In 2014, Outlook studied what CEOs and the captains of industry have been saying about the budget over a period of five years. The period covered three finance ministers as well as two political dispensations. Funnily, it appears that "there's often little to distinguish between each of these pronouncements, filled up with catchphrases and blind praise, often completely divorced from economic reality."
CEO, ICICI Bank
2014 "As the decisions and plans are executed, I am sure the country will move back to a robust growth path." FE
2013 "The budget balances near-term priorities and long-term growth drivers." IE
2012 "The budget is a pragmatic exercise aimed at growth and stability in the backdrop of the challenging year gone by." BS
2011 "It recognises the long-term growth drivers for the economy and seeks to strengthen them further." BS
2010 "The budget focuses on leveraging the strong fundamentals for growth while committing to better fiscal management." HT
And here's another:
2014 "Overall, Arun Jaitley has made a good beginning and one looks forward to bolder measures...it is a budget on an even keel." ET
2013 "It is a pre-election year.

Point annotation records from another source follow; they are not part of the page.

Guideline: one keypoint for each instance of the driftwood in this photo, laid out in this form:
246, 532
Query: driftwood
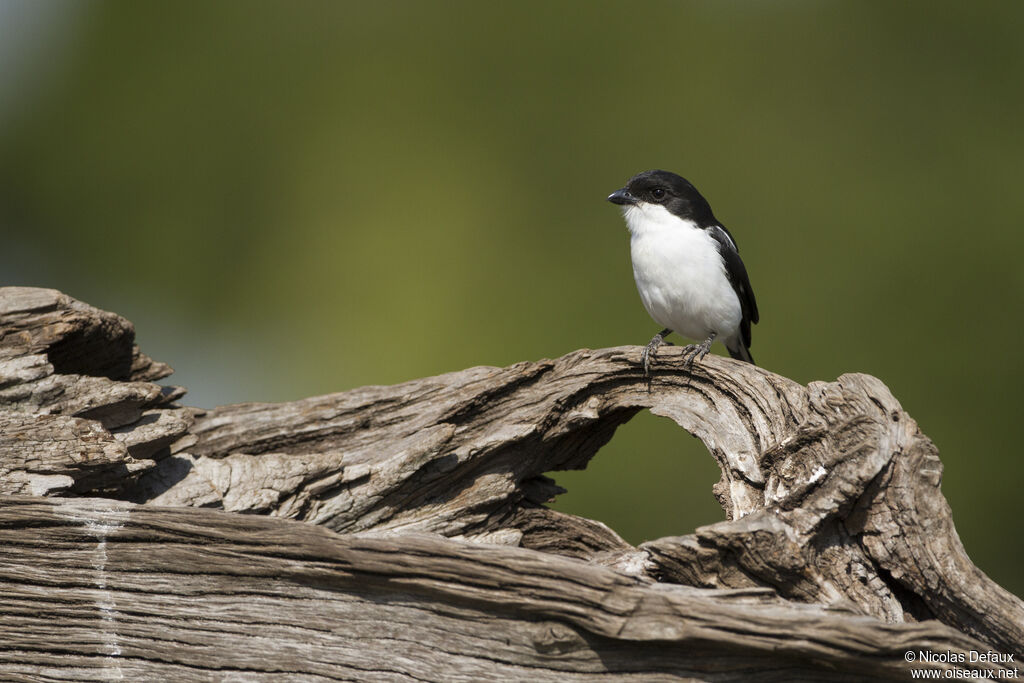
399, 532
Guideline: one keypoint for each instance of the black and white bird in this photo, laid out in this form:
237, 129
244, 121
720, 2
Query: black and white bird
687, 266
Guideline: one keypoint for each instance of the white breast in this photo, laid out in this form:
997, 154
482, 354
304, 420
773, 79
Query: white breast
680, 274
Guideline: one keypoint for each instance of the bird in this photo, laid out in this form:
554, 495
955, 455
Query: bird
687, 267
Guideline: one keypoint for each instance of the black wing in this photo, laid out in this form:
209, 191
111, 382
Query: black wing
736, 272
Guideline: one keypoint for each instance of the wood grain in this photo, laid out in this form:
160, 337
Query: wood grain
399, 532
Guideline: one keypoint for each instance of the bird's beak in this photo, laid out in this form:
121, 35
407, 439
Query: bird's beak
622, 197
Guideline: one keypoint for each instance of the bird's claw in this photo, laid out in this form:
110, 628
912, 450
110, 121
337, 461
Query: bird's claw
650, 350
695, 352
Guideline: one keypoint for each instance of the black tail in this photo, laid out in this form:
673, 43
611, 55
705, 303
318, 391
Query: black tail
740, 352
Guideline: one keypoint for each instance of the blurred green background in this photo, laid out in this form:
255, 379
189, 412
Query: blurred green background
298, 198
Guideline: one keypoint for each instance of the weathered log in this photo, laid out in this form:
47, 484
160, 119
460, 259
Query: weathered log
400, 531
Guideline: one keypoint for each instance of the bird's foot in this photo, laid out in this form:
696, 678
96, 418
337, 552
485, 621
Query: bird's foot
696, 352
651, 349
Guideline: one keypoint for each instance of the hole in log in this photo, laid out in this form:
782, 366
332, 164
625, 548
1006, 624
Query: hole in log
652, 479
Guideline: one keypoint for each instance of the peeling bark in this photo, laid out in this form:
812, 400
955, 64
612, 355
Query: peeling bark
400, 531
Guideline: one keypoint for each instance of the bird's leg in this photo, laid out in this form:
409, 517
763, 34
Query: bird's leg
651, 348
697, 351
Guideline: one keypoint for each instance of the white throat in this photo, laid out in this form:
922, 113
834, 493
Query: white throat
645, 218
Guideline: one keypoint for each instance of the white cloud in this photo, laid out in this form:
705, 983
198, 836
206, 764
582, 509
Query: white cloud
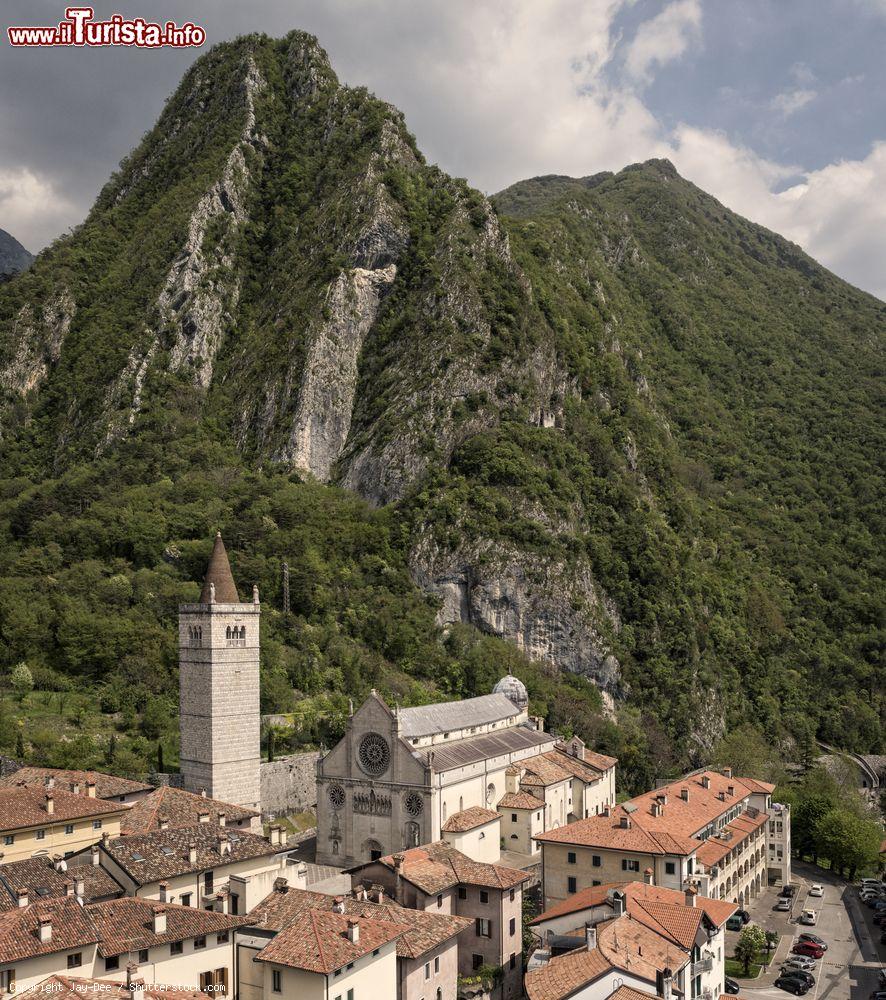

Given these constraints, the FM has presented a sensible budget." TOI
2012 "The finance minister has assuaged the fears (of drastic measures) by presenting a reasonable, equitable and balanced budget." TOI
2011 Did not comment
2010 Did not comment
Needless to say, this leaves one wondering why the media gives so much importance to what India Inc has to say when they could just use what they said the previous year.